My parents are back from their vacation (and it turns out they don't have a trip planned for the immediate future, a real sign of economic trouble, although since they buy trips ahead of time this is a lagging indicator) and this meant my mother was back to teaching her class Wednesday. It also means I was able to get back to my Wednesday yoga class, where my absence had gone noticed. (I'm one of the rare males in the class, and the progression over the past year from really doughy guy to person who's actually slim and flexible enough to do many moves has stood out. Also people seem to remember me better than I think they need to.) It also meant that I get to hear what the students actually thought about my filling in.
The comment that my mother thought most prominent: I gave them math. Well, yeah; the subjects to be covered were the z-test and the t-test. These are statistical methods used to determine whether one sample's mean score (on pretty much anything) is sufficiently different from the population's mean score that it's unlikely this difference can be explained by chance. It's inherently mathematical, although the only work they have to do is subtract the sample mean from the population mean, and divide that difference by the appropriate standard deviation, and then check whether that score is larger than the critical value for the confidence level they've chosen. The confidence level is how big a risk you want to take of getting this call wrong, of saying a difference is meaningful when it's actually just a random fluctuation to one side or another of whatever you're measuring.

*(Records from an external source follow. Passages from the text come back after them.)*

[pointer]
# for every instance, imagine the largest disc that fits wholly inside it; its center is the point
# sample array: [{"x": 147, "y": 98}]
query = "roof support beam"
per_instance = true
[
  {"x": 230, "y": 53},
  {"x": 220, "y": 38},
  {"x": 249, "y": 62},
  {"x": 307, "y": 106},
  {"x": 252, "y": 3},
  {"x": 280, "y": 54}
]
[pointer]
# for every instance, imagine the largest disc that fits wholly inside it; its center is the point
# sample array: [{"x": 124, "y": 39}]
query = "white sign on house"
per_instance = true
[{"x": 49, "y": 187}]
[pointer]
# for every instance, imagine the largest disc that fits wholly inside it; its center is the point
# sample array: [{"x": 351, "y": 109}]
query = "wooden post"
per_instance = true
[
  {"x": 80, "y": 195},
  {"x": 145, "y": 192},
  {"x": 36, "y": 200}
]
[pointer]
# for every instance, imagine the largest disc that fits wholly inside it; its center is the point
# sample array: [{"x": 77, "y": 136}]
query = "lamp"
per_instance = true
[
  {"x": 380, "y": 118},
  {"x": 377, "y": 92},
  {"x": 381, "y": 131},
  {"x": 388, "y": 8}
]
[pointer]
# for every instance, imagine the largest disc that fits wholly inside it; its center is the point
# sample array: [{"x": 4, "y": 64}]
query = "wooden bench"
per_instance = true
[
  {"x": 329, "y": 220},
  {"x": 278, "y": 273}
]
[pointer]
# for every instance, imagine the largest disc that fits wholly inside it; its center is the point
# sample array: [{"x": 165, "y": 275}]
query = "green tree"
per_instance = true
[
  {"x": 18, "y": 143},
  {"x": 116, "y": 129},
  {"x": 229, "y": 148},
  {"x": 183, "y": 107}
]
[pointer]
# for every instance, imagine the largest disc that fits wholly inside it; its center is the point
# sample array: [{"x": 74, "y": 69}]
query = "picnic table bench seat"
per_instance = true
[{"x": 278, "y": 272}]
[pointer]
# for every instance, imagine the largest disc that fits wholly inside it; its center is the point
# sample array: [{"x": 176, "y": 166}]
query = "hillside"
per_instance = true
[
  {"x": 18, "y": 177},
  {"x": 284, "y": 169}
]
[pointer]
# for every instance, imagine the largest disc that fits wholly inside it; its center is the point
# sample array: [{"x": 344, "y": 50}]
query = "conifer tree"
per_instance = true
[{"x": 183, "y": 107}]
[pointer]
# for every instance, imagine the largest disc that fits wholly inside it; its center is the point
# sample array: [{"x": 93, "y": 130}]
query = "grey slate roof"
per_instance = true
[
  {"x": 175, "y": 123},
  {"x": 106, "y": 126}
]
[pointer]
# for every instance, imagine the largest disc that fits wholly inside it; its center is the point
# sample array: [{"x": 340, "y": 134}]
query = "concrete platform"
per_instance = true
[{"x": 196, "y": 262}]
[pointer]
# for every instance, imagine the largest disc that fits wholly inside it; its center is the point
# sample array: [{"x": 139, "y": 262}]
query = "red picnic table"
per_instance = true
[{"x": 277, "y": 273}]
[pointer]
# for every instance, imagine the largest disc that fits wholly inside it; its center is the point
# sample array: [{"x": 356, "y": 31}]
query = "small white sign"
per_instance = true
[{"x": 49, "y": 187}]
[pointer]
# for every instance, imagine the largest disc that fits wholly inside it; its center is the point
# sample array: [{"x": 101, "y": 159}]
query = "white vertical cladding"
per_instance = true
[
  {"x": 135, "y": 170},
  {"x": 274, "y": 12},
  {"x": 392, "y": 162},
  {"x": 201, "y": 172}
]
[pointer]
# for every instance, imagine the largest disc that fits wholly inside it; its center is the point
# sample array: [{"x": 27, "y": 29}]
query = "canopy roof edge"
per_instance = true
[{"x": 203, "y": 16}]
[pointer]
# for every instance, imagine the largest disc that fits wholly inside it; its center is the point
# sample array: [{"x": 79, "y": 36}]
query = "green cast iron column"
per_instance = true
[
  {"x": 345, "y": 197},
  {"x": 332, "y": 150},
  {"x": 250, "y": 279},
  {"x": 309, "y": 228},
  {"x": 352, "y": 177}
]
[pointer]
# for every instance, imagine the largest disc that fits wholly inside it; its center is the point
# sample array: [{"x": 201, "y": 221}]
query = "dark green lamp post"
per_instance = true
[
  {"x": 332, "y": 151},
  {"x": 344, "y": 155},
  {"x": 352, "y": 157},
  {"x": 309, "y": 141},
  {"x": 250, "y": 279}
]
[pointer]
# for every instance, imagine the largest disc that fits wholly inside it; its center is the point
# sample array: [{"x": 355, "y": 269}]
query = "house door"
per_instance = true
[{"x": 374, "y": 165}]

I did, though, show how to calculate the standard deviation, and that is actually a frightening-looking formula until you understand why it has to be that. Since they aren't a mathematics class, I emphasized before and after that they didn't need to know this, they have calculators and Excel to know this, and I was showing it just because a student asked how you found the standard deviation. And the students wanted to reopen a question I'd put forth, about whether a coin which, tossed, comes up heads 70 percent of the time is probably unfair. I'd shown that for a small number of flips --- around ten --- that's just not exceptional enough; but around a hundred flips, 70 heads is probably a rigged coin; and 700 heads out of 1000 is so improbable as to be a huge warning.
So my mother ended up getting the dozen students there to take out coins and flip them fifty times, each, getting the total number of heads. Several more students wandered in after the example started, but they refused to participate in coin-flipping for some reason. They found a range of from 20 to 33 heads, total, and found that at the 0.05 confidence level only one coin came up heads a suspiciously large (or low) number of times. Of course, at the 0.05 confidence level --- one chance in 20 of declaring as significant a meaningless fluctuation --- having one person in twelve come up with too many heads is actually a fairly likely outcome. So this was able to put into practice a lot of the inference-testing methods they've been learning a little crankily for weeks now. I'm glad I didn't go with the other standard statistics problem of tossed dice, since what are the odds twelve students would have some kind of die each?
Trivia: The Roman Emperor Commodius tried to rename the eleventh month of the year `Romanus', after one of his many names. Source: Mapping Time: The Calendar and its History, EG Richards.
Currently Reading: The Crisis Of The Old Order, Arthur M Schlesinger, Jr.